Even though Mom drank it by the gallon, Papi introduced me to “dirty bean water”. I felt more like a 10 year old scientist than a barista though, considering the Cafe con Leche recipe was:
1) Microwave milk
2) Test temperature by dipping finger into milk
3) Lick finger
4) Eyeball the instant coffee (too much and it will taste bad)
5) Sugar + sugar + sugar to the point you have a small ant hill floating on top of the milk
6) Stir, drink, run out the door
Talk about a gateway drug. But it was the start of a long and romantic lifetime of drinking Sweet Brown. My parents got me a mini espresso machine for my dorm – shot glasses double as espresso cups. I loved making coffee for friends, coffee dates, the steam floating above the mug on a cold morning. It’s soothing as it is smooth.

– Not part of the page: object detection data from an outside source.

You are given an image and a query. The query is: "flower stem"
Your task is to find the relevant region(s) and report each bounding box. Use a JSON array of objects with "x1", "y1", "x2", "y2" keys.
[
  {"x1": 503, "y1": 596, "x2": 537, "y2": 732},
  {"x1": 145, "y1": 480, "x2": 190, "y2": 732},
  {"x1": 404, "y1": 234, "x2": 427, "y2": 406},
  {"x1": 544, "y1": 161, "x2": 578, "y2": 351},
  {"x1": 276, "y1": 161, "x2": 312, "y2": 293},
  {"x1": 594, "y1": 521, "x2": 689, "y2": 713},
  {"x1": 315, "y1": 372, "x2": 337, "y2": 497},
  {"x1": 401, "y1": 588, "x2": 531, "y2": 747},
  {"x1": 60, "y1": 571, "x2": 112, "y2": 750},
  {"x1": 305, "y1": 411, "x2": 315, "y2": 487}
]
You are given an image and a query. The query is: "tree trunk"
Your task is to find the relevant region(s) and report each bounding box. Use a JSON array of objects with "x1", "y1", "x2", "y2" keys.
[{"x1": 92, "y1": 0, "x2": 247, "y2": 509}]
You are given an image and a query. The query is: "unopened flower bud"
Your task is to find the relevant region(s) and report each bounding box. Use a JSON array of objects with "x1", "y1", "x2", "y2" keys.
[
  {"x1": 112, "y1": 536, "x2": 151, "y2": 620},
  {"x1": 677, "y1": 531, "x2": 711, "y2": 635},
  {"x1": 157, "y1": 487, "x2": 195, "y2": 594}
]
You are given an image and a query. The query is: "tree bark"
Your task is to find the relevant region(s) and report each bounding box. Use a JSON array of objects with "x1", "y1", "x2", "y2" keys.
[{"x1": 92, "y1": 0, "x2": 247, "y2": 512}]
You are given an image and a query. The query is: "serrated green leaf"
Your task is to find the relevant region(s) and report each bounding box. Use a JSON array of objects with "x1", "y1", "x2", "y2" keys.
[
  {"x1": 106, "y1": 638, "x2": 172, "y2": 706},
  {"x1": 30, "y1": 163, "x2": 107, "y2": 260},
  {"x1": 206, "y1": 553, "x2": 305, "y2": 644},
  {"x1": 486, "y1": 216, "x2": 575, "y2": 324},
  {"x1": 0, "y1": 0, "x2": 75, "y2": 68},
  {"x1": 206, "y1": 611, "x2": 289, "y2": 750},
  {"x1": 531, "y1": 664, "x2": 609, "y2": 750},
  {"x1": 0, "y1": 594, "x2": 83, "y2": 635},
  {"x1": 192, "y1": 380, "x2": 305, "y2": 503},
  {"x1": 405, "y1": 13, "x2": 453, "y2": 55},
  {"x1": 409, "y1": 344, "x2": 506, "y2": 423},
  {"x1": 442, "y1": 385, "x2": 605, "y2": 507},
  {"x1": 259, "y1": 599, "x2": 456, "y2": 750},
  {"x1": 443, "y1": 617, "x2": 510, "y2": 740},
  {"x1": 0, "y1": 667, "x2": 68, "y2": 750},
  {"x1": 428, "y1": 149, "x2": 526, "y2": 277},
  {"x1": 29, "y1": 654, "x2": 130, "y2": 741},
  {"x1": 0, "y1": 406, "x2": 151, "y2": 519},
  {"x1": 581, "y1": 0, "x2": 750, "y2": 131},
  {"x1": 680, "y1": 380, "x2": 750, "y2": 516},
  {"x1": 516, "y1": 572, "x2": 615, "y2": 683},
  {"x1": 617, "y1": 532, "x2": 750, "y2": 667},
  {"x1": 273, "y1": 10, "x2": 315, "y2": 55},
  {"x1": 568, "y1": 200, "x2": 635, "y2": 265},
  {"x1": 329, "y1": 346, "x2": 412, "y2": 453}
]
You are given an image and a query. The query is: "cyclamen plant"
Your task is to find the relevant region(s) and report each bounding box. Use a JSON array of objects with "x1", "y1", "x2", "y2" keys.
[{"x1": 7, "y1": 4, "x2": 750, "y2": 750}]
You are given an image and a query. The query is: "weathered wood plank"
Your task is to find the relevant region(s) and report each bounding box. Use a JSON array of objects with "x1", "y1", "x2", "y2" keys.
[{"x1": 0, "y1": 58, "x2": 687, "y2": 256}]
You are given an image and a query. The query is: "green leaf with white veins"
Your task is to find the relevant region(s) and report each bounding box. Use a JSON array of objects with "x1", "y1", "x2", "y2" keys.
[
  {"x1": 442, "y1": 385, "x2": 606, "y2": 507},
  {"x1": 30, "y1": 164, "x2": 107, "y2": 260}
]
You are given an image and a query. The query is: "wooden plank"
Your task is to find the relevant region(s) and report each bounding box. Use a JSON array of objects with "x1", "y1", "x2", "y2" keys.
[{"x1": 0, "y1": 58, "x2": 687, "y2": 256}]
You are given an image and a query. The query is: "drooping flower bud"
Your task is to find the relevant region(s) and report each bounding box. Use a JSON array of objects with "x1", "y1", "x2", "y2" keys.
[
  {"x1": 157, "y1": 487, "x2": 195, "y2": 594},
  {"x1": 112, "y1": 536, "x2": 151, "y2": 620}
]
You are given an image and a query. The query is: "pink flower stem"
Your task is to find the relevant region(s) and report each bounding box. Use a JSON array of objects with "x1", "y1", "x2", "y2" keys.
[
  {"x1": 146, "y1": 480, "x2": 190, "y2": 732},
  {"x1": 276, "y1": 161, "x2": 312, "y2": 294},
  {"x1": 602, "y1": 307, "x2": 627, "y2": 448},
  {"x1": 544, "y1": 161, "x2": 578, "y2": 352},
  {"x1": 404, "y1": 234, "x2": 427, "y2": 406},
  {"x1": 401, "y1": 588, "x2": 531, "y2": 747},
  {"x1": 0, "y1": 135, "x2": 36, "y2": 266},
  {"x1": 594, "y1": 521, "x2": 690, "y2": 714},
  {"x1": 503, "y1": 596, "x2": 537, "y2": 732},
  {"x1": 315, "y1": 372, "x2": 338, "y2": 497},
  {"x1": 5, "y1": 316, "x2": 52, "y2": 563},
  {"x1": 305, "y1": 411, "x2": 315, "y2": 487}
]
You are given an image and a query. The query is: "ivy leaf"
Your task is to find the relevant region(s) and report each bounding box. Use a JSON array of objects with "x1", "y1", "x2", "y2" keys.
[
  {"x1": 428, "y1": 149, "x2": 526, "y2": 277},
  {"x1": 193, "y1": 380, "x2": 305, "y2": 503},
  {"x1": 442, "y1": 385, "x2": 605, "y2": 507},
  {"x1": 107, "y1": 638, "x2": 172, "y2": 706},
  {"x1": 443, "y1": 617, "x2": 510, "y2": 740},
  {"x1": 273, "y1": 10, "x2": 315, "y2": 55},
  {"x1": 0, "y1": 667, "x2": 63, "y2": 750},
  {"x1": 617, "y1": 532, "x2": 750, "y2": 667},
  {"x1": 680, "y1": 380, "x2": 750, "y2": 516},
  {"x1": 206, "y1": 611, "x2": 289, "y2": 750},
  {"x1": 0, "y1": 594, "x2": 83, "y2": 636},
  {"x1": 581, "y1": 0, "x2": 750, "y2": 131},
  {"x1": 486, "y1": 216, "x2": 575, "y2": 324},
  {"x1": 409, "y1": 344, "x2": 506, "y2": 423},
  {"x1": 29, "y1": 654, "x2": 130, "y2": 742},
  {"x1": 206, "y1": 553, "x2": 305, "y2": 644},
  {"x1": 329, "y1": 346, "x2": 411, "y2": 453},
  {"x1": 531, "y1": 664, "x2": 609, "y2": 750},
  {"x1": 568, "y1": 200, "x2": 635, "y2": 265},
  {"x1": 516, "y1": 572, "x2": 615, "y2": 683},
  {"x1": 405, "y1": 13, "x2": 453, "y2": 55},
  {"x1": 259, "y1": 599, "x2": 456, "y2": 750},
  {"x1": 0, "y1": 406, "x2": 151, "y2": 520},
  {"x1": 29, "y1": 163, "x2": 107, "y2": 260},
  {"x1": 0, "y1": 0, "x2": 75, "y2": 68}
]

Then I moved to Peru – coffee became a haven. Baristas doubled as Spanish teachers with interesting stories, cafes as an office space. Now, Argentinean cafe’s are an escape from the office and a place for contemplation: more of a temple.
Since that first mess of a microwave experiment to the cup I have right now, every sip produces a new version of me. There is a marginal change, growth or otherwise, that I can’t feel. But when I look back, the cumulative change is irrefutable.
So, I want to record it. I have been, but this will be more deliberate. But I know myself too well; to do something every day, I have to be responsible to someone else. That’s where you come in. These are my thoughts and genuine ideas. They will change over time, as I have. But the coffee will be there, each day. A new Sip will be as well.
Thank you for reading and welcome to this project. My only hope is that you, specifically you, get something positive from this.
Just read all of these you’ve written so far–I love reading your thoughts!! Definitely won’t be able to keep you accountable every day, but will thoroughly enjoy them when I can. Much love my friend!